The metamorphosis over the last decades has resulted in the realization and appreciation that true leadership comes from having vulnerability and admitting one’s humanity. Leadership is redefined by the shifting sands of time and the technology, access to information and the sheer amount of material on the subject that has been produced.  

When you look at the leaders of the previous generations you see people that were larger than life: General Patton, FDR, John Kennedy, Winston Churchill and the like. These men were not exposed for their weaknesses until after their death, and even then it was done in whispers and rumors. 

The tome Patton on Leadership by Alan Axelrod is a great example. Axelrod takes quotes from the addresses, notes and letters attributed to General Patton then gives a brief analysis on what was meant and what we can learn from each nugget of wisdom. This is one of the many books in my library that I review time and time again. 

I noticed during my most recent reading that I disagree with Axelrod on his analysis for one simple reason: experience. 
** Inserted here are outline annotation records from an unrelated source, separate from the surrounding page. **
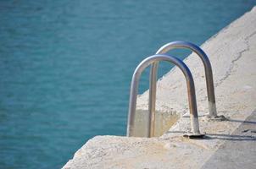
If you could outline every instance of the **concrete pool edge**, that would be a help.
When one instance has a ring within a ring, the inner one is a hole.
[[[202,48],[213,66],[217,111],[229,121],[204,118],[208,103],[203,68],[192,54],[185,62],[194,76],[200,127],[207,134],[206,139],[181,137],[190,128],[186,90],[181,73],[173,68],[158,82],[157,89],[157,110],[175,110],[182,116],[169,132],[152,139],[97,136],[64,168],[201,168],[218,150],[225,149],[224,143],[234,140],[233,132],[256,107],[256,8],[214,35]],[[147,92],[138,98],[140,109],[147,108]],[[235,139],[246,141],[237,135]]]

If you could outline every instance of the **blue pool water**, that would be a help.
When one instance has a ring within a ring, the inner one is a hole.
[[[125,135],[140,61],[169,41],[200,45],[256,5],[156,2],[0,1],[0,168],[60,168],[90,138]]]

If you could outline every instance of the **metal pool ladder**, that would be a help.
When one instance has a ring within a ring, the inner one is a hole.
[[[127,123],[127,136],[132,136],[132,134],[135,130],[135,114],[136,114],[136,97],[137,97],[137,90],[138,90],[138,83],[139,79],[142,71],[150,64],[156,63],[156,62],[159,61],[167,61],[176,65],[185,75],[186,80],[187,86],[187,93],[188,93],[188,102],[189,102],[189,111],[190,111],[190,119],[191,119],[191,128],[192,128],[192,134],[190,136],[192,137],[202,137],[203,134],[200,134],[199,130],[199,122],[198,116],[198,107],[197,107],[197,99],[195,94],[195,86],[194,80],[192,75],[187,68],[187,66],[183,63],[183,61],[180,60],[177,57],[164,55],[164,54],[156,54],[144,59],[135,69],[131,84],[131,93],[130,93],[130,103],[129,103],[129,114],[128,114],[128,123]],[[157,67],[156,67],[157,68]],[[152,83],[152,81],[151,81]],[[154,98],[150,98],[150,100],[153,100]],[[155,101],[154,101],[155,102]],[[152,130],[151,128],[152,123],[154,123],[154,113],[152,112],[149,116],[148,126],[150,128],[147,128],[147,136],[152,137]]]

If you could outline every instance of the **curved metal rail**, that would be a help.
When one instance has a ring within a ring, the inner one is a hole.
[[[216,104],[215,104],[215,94],[214,94],[214,78],[212,72],[211,63],[205,54],[205,52],[195,44],[187,41],[173,41],[168,43],[156,52],[156,54],[164,54],[167,52],[175,49],[175,48],[186,48],[190,49],[192,52],[196,52],[198,56],[201,58],[205,71],[205,78],[206,78],[206,86],[207,86],[207,95],[209,101],[209,117],[212,119],[219,119],[223,120],[225,117],[223,116],[218,117],[216,111]],[[156,101],[156,84],[157,84],[157,74],[158,74],[158,66],[159,63],[154,62],[152,64],[151,71],[150,71],[150,84],[149,84],[149,116],[154,117],[155,114],[155,101]],[[154,122],[151,122],[153,125],[151,125],[151,135],[154,133]]]
[[[134,71],[131,79],[131,84],[129,114],[128,114],[128,122],[127,122],[127,136],[132,136],[132,133],[134,131],[134,122],[135,122],[138,83],[141,74],[147,66],[159,61],[167,61],[169,63],[176,65],[185,75],[186,80],[187,93],[188,93],[192,132],[192,134],[195,136],[202,135],[200,134],[200,130],[199,130],[199,122],[198,122],[198,116],[194,80],[189,68],[179,58],[176,58],[175,57],[170,57],[168,55],[158,54],[158,55],[153,55],[144,59],[136,67],[136,68]],[[150,116],[149,118],[150,119],[148,121],[148,129],[147,134],[147,137],[151,136],[150,128],[152,128],[151,125],[152,125],[152,122],[154,121],[154,116]]]

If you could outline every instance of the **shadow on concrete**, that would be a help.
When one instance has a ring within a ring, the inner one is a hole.
[[[243,135],[243,134],[205,134],[203,139],[221,139],[228,141],[256,141],[256,134],[254,130],[247,129],[245,130],[247,134],[255,134],[253,135]],[[169,131],[166,134],[186,134],[185,131]]]

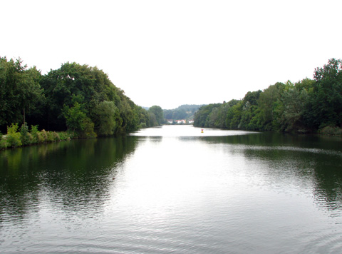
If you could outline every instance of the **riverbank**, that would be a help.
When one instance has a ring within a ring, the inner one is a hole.
[[[12,124],[7,128],[6,135],[0,135],[0,150],[16,147],[31,146],[43,143],[70,141],[74,138],[72,133],[67,131],[56,132],[38,131],[38,126],[31,126],[28,131],[26,126],[18,130],[18,124]]]

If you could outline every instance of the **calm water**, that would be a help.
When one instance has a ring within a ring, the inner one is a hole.
[[[0,152],[1,253],[341,253],[339,138],[150,128]]]

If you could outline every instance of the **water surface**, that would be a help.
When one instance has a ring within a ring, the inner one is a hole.
[[[0,252],[341,253],[341,138],[200,131],[1,152]]]

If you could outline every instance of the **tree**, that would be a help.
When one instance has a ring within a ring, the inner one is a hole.
[[[113,101],[103,101],[95,110],[96,116],[96,132],[100,136],[113,135],[117,128],[116,119],[119,110]]]
[[[27,69],[19,58],[7,61],[0,58],[0,127],[24,123],[27,113],[33,115],[43,101],[39,84],[41,75],[36,67]]]
[[[159,106],[152,106],[148,109],[149,113],[152,113],[155,116],[155,121],[157,126],[164,123],[164,113],[162,108]]]
[[[306,123],[313,129],[342,127],[342,61],[331,59],[314,74],[316,84],[309,93]]]

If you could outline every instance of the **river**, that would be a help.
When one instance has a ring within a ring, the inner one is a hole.
[[[1,253],[341,253],[341,138],[165,126],[0,152]]]

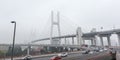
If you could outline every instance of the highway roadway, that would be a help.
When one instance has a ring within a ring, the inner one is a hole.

Learning is the combined experiences of someone being applied to the lessons at hand. It’s innately empathetic in that it implies human growth from the past self. For me, all of the triumphs, failures, successes, and disappointments in my life act as a filter to what and how I learn. This is why I can read something and get absolutely nothing from it, and you can read the same thing and be transformed. 
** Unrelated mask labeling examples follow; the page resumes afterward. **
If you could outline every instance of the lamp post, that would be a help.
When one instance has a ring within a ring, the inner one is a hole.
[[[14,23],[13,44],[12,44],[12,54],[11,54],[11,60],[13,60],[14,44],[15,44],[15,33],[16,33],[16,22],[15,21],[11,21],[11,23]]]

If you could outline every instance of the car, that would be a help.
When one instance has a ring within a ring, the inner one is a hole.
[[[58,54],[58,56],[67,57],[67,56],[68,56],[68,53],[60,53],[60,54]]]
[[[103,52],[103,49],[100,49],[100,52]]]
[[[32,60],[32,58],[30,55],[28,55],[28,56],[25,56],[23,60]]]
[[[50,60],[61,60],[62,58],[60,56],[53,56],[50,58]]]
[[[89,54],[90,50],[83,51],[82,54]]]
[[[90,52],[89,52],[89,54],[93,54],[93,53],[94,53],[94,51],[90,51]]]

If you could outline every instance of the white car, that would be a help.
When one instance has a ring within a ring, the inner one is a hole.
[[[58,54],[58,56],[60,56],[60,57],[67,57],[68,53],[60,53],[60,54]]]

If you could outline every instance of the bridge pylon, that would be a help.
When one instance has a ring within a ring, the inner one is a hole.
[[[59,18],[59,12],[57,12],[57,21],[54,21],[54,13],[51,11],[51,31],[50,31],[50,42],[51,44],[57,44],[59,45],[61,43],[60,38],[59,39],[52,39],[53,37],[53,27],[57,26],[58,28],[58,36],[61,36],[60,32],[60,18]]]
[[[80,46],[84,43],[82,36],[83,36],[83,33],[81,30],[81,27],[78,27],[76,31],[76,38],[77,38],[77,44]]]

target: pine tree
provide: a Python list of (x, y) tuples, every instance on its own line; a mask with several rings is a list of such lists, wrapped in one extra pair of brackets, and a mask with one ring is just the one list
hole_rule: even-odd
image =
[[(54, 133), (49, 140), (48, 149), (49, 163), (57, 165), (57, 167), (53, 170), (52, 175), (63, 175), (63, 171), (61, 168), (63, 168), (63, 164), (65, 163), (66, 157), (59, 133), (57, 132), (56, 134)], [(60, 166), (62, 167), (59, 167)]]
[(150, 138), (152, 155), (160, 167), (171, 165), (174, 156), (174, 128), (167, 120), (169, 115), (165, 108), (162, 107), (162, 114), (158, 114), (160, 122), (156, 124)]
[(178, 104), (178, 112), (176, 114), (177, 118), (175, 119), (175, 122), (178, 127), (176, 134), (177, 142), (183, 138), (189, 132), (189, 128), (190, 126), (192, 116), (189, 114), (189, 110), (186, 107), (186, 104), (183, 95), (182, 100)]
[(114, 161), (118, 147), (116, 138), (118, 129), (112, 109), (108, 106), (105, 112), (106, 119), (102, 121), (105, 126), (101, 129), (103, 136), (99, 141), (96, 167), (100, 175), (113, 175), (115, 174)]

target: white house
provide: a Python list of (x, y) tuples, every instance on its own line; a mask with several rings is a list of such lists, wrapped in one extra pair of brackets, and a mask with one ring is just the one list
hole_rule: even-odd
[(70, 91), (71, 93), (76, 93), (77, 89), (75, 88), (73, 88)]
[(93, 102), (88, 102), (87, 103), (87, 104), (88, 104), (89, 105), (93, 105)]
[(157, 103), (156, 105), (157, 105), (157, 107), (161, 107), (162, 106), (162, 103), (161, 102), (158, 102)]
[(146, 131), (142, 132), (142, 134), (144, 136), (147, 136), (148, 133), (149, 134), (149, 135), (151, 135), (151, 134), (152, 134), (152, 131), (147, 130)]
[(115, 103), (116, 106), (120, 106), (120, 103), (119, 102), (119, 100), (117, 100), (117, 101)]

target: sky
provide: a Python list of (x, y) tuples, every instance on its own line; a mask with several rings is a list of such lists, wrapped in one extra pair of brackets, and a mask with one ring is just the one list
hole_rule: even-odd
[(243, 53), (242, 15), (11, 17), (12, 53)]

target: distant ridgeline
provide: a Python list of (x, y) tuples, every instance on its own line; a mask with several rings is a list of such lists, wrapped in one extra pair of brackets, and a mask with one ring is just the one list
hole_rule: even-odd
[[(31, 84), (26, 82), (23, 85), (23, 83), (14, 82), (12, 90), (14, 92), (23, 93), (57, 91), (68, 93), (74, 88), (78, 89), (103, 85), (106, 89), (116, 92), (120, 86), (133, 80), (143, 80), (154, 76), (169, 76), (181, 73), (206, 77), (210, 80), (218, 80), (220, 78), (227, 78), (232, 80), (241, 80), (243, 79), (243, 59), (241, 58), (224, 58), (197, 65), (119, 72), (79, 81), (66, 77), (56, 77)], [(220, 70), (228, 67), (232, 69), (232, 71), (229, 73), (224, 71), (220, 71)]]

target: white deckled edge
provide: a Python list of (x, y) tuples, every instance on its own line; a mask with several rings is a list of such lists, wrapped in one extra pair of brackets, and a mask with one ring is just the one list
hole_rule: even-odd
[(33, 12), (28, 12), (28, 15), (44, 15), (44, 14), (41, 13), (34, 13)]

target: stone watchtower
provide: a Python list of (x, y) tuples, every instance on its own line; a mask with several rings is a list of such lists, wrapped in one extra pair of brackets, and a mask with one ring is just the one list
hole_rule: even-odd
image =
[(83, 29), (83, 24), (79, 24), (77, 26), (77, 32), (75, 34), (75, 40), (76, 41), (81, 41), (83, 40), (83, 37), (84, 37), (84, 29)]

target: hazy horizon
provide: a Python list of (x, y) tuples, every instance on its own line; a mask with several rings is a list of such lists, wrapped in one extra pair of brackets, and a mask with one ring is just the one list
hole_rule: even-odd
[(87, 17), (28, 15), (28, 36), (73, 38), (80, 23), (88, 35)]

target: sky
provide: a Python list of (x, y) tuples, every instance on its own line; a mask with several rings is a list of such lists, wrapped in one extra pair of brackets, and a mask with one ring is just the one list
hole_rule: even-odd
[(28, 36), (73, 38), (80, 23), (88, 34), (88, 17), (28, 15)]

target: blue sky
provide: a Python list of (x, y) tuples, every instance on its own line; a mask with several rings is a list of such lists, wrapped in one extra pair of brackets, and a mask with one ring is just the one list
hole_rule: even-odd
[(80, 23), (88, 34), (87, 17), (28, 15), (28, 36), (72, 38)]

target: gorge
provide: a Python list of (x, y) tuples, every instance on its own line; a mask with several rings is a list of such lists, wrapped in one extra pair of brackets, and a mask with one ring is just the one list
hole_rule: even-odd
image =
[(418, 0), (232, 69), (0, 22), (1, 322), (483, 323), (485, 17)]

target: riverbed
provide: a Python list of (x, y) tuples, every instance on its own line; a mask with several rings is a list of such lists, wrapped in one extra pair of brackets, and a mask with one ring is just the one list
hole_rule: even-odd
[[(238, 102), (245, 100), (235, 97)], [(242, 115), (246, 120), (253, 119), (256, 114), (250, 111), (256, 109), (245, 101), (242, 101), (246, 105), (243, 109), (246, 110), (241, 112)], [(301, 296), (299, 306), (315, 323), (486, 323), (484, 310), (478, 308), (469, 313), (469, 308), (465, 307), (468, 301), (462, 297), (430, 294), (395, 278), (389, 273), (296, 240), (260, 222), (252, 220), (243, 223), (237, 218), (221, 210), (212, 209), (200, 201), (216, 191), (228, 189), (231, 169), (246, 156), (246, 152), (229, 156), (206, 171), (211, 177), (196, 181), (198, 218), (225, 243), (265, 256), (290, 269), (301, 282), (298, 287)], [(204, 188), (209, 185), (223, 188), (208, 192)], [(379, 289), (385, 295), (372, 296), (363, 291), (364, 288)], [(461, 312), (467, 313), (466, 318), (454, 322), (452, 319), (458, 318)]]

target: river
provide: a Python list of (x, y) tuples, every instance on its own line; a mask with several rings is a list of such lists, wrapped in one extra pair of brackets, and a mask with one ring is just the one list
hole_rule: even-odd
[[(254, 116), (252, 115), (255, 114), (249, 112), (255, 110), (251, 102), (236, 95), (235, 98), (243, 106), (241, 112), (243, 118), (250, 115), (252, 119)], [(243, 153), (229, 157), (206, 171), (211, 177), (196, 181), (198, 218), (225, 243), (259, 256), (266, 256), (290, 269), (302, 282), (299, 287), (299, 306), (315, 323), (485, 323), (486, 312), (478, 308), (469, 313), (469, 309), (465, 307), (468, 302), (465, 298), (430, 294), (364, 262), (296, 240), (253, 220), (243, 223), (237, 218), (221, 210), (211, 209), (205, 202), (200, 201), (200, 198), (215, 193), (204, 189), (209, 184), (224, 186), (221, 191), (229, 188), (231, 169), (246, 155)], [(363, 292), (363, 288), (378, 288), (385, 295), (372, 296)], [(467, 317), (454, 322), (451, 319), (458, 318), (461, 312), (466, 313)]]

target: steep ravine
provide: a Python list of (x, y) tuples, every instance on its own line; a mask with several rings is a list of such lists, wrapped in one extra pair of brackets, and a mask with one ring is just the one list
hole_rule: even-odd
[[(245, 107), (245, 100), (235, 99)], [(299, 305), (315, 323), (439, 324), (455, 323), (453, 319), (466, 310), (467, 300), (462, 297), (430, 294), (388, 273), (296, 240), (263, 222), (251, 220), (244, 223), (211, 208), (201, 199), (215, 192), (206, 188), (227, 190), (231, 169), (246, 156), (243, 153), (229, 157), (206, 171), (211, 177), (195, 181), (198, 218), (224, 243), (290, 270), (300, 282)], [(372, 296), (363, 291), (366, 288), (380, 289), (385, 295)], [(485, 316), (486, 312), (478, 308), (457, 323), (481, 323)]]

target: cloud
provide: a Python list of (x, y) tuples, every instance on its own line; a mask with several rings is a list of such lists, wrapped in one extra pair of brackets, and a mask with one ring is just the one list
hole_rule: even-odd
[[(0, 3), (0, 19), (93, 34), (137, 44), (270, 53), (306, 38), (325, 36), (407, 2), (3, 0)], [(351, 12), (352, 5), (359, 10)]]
#13 in the Axelrod book is the quote from General Patton “Generals must never show doubt, discouragement or fatigue.” So don’t show you are human? That may have been true for the greatest generation, the ones that fought the Third Reich but does not play well today. 

It’s critical that you bring empathy to your business operations. Empathy leadership is essential for our negotiation and mediation services at Phoenix Consulting, And it’s helped me grow as a leader in my business and beyond. 

Empathy leadership starts with yourself. You have to give yourself some empathy and compassion in order to truly provide it to others. So continue striving to be human, accept the human-ness in others, and practice empathy leadership in your businesses and throughout your life. You’ll be very glad that you did.